Zur Stützung seines Vorbringens über den zeitlichen Pflegeaufwand und zur Erleichterung der Ermittlungen des LSG dürfte es sich für den Kläger und seine Mutter empfehlen, über einen längeren Zeitraum, der einen Monat nicht unterschreiten sollte, täglich die Art und die Dauer der Hilfe bei den einzelnen Verrichtungen möglichst exakt und beim Zeitbedarf in Minutenangaben unter gesonderter Anführung von Rufbereitschaft und Wartezeiten aufzuzeichnen und dieses “Pflegetagebuch” dem Gericht vorzulegen. Sieht das LSG nicht den konkreten Pflegeaufwand als maßgebend an, sondern folgt es einer anderen Berechnungsmethode, so hat es gleichwohl von den vom Kläger angegebenen Verrichtungen auszugehen und für diese, soweit sie erforderlich sind, jeweils Einzelzeiten festzustellen.

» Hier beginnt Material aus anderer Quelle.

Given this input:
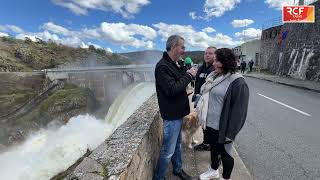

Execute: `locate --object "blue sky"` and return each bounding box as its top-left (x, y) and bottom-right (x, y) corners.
top-left (0, 0), bottom-right (310, 52)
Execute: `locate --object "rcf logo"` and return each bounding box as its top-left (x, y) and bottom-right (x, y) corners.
top-left (282, 6), bottom-right (315, 23)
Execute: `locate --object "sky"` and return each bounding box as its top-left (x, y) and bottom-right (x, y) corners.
top-left (0, 0), bottom-right (316, 52)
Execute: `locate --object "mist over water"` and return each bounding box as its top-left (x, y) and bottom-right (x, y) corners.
top-left (0, 83), bottom-right (155, 180)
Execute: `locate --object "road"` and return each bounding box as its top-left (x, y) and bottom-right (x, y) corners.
top-left (236, 78), bottom-right (320, 180)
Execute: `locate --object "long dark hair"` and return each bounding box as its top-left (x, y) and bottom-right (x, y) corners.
top-left (215, 48), bottom-right (237, 74)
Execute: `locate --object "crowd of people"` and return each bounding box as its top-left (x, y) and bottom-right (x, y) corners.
top-left (153, 35), bottom-right (253, 180)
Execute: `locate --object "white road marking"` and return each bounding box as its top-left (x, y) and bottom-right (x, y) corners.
top-left (257, 93), bottom-right (311, 117)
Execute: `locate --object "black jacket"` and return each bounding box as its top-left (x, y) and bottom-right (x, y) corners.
top-left (194, 63), bottom-right (213, 94)
top-left (218, 78), bottom-right (249, 143)
top-left (155, 52), bottom-right (192, 120)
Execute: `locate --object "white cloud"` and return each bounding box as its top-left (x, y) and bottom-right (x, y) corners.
top-left (189, 11), bottom-right (197, 19)
top-left (0, 25), bottom-right (23, 33)
top-left (52, 0), bottom-right (150, 18)
top-left (231, 19), bottom-right (254, 28)
top-left (104, 48), bottom-right (113, 53)
top-left (42, 22), bottom-right (70, 36)
top-left (16, 22), bottom-right (157, 52)
top-left (189, 0), bottom-right (241, 20)
top-left (0, 32), bottom-right (9, 37)
top-left (202, 27), bottom-right (216, 33)
top-left (153, 22), bottom-right (241, 50)
top-left (16, 34), bottom-right (38, 42)
top-left (95, 22), bottom-right (157, 49)
top-left (235, 28), bottom-right (262, 41)
top-left (264, 0), bottom-right (298, 10)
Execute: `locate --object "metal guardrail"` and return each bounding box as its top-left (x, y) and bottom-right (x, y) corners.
top-left (40, 64), bottom-right (155, 73)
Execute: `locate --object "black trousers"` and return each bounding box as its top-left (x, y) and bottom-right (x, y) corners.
top-left (202, 128), bottom-right (210, 144)
top-left (206, 127), bottom-right (234, 179)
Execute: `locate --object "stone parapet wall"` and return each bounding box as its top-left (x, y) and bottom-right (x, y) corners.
top-left (64, 95), bottom-right (162, 180)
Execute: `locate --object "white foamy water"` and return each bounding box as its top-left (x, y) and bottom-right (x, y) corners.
top-left (0, 83), bottom-right (155, 180)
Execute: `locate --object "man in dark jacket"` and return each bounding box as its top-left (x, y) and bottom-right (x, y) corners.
top-left (153, 35), bottom-right (196, 180)
top-left (192, 47), bottom-right (217, 151)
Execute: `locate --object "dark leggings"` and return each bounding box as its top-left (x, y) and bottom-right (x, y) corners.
top-left (206, 127), bottom-right (234, 179)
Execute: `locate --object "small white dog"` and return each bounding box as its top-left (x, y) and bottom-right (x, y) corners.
top-left (182, 110), bottom-right (200, 149)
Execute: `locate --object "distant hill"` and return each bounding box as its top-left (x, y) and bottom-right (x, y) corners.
top-left (121, 50), bottom-right (204, 64)
top-left (0, 37), bottom-right (130, 72)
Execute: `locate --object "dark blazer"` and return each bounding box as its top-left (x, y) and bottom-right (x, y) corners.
top-left (155, 52), bottom-right (192, 120)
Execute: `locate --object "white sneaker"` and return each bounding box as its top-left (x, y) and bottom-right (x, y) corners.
top-left (199, 167), bottom-right (219, 180)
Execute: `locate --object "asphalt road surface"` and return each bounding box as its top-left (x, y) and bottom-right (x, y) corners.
top-left (236, 77), bottom-right (320, 180)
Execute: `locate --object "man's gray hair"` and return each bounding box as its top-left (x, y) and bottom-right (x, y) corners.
top-left (166, 35), bottom-right (184, 51)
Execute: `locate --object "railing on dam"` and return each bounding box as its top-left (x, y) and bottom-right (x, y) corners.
top-left (37, 64), bottom-right (155, 73)
top-left (41, 64), bottom-right (154, 104)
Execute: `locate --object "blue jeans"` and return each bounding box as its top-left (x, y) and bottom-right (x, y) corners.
top-left (154, 119), bottom-right (182, 180)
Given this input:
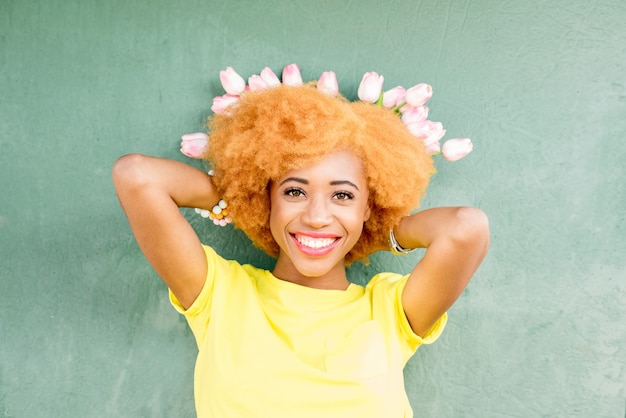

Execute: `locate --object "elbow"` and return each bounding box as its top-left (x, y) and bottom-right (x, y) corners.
top-left (111, 154), bottom-right (148, 192)
top-left (454, 207), bottom-right (491, 254)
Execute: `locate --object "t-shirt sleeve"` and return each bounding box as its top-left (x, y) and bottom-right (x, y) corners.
top-left (368, 273), bottom-right (448, 361)
top-left (169, 245), bottom-right (230, 345)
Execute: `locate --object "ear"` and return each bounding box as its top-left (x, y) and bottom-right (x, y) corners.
top-left (363, 205), bottom-right (372, 223)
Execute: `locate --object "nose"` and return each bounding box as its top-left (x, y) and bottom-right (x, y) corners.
top-left (302, 197), bottom-right (333, 228)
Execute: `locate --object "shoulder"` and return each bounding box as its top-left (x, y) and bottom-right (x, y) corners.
top-left (365, 272), bottom-right (409, 294)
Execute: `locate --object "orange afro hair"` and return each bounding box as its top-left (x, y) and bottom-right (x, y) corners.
top-left (207, 85), bottom-right (434, 263)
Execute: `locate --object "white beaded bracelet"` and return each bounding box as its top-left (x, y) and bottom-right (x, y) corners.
top-left (389, 229), bottom-right (415, 255)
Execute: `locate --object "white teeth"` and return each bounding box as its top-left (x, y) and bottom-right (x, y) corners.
top-left (296, 235), bottom-right (335, 249)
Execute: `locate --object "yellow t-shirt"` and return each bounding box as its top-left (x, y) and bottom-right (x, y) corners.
top-left (170, 247), bottom-right (447, 418)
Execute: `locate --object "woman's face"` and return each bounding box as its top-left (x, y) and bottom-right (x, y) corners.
top-left (270, 151), bottom-right (370, 288)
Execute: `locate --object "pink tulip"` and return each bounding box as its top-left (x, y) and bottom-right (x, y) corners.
top-left (317, 71), bottom-right (339, 96)
top-left (248, 74), bottom-right (269, 91)
top-left (426, 141), bottom-right (441, 154)
top-left (220, 67), bottom-right (246, 94)
top-left (211, 94), bottom-right (239, 114)
top-left (283, 64), bottom-right (302, 86)
top-left (424, 122), bottom-right (446, 147)
top-left (402, 106), bottom-right (428, 125)
top-left (358, 71), bottom-right (385, 103)
top-left (261, 67), bottom-right (280, 87)
top-left (180, 132), bottom-right (209, 158)
top-left (383, 86), bottom-right (406, 109)
top-left (404, 83), bottom-right (433, 107)
top-left (441, 138), bottom-right (474, 161)
top-left (406, 120), bottom-right (446, 146)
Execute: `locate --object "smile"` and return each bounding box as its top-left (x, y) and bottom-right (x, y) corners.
top-left (292, 234), bottom-right (339, 256)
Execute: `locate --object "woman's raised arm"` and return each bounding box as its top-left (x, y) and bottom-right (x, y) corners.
top-left (113, 154), bottom-right (219, 308)
top-left (394, 207), bottom-right (489, 336)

Weicht der vom Kläger angesetzte Zeitbedarf in erheblichem Maße vom durchschnittlichen Zeitbedarf ab, so ist die Erforderlichkeit mit Hilfe eines pflegerischen Sachverständigengutachtens zu überprüfen.
Das LSG wird auch über die Kosten des Revisionsverfahrens zu entscheiden haben.